A change to my year-end civilization metric

Since I began this blog back in the dark days of September 2011, I’ve listed some “civilization metrics” at the end of each year (2011, 2012, 2013). The motivation comes from enjoying graphs of things like Moore’s Law that always stopped a few years before the time I read them, since the were either a) published before then or b) data was available up to a certain point. My thoughts were “That’s all well and good, but what about right now?”

So the civilization metrics were born, and it’s been a tumultuous infancy (well, as tumultuous as a few statistics at the end of year can be). I want measurements of things that I find interesting that are also somehow indicative of a level of technical sophistication and that are as recent as possible.

I’ve tried to cover several fields at once, such as the number of exoplanets giving a rough state of astronomy or the fastest supercomputer from the Top500 supercomputing list to cover computer engineering. Astronomy has been a bit over-covered, with the now dropped “largest optical telescope” metric (updated too infrequently) and the about-to-be-dropped number of active interplanetary probes (too vague). Before I had the length of the largest known prime to cover “mathematics”, though the updated was too sporadic. Particle physics is covered by the recorded luminosity of the ATLAS experiment (it was a coin toss between ATLAS and CMS, and I worked for a summer in the ATLAS group at the University of Alberta), though shortly after I started the LHC data collection went on a hiatus while they upgraded for Run II. Rounding it off are the number of base pairs in GenBank, giving a state of the amount of data available in genetics which somehow in my brain covers biology, and and an estimate of world population because why not.

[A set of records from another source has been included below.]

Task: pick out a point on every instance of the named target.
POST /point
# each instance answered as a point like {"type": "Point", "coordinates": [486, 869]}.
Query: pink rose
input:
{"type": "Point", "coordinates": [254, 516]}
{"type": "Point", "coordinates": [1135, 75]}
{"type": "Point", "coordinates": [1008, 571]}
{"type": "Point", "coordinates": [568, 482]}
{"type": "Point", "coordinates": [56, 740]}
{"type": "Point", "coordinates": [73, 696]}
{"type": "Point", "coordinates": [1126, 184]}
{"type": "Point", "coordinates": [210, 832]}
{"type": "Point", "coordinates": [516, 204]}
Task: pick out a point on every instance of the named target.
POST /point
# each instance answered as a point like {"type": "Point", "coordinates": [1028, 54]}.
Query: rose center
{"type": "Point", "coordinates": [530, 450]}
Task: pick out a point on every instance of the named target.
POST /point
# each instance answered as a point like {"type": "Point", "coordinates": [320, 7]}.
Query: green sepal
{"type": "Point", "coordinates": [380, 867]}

As I said, I’m retiring active interplanetary probes, though you can peruse the nice Wikipedia entry on just that topic. I want to cover energy somehow, which I’ve talked about a few times. The trouble is the lag in data, so my one idea for calculating the Kardashev score would have to be for the year prior. I think what I’ll do is “Peak solar power production in the United States” because the EIA’s Electricity Data Browser makes that data really easy to access, and the peak will be in the summer giving enough time to record it for the end of December. For the last few years those numbers have been (in thousand megawatt hours, which to me should be in gigawatt hours):

  • 2010: 176.1
  • 2011: 229.2
  • 2012: 527.1
  • 2013: 1,000.7

All of which occurred in either June or August. The data for 2014 is only available up to March, but that’s already soared past the 2013 peak, being 1,355.0 thousand megawatt hours. It’s starting from a really insignificant baseline, but it’s ramping up fast.

And that’s the way she goes, May 31, 2014.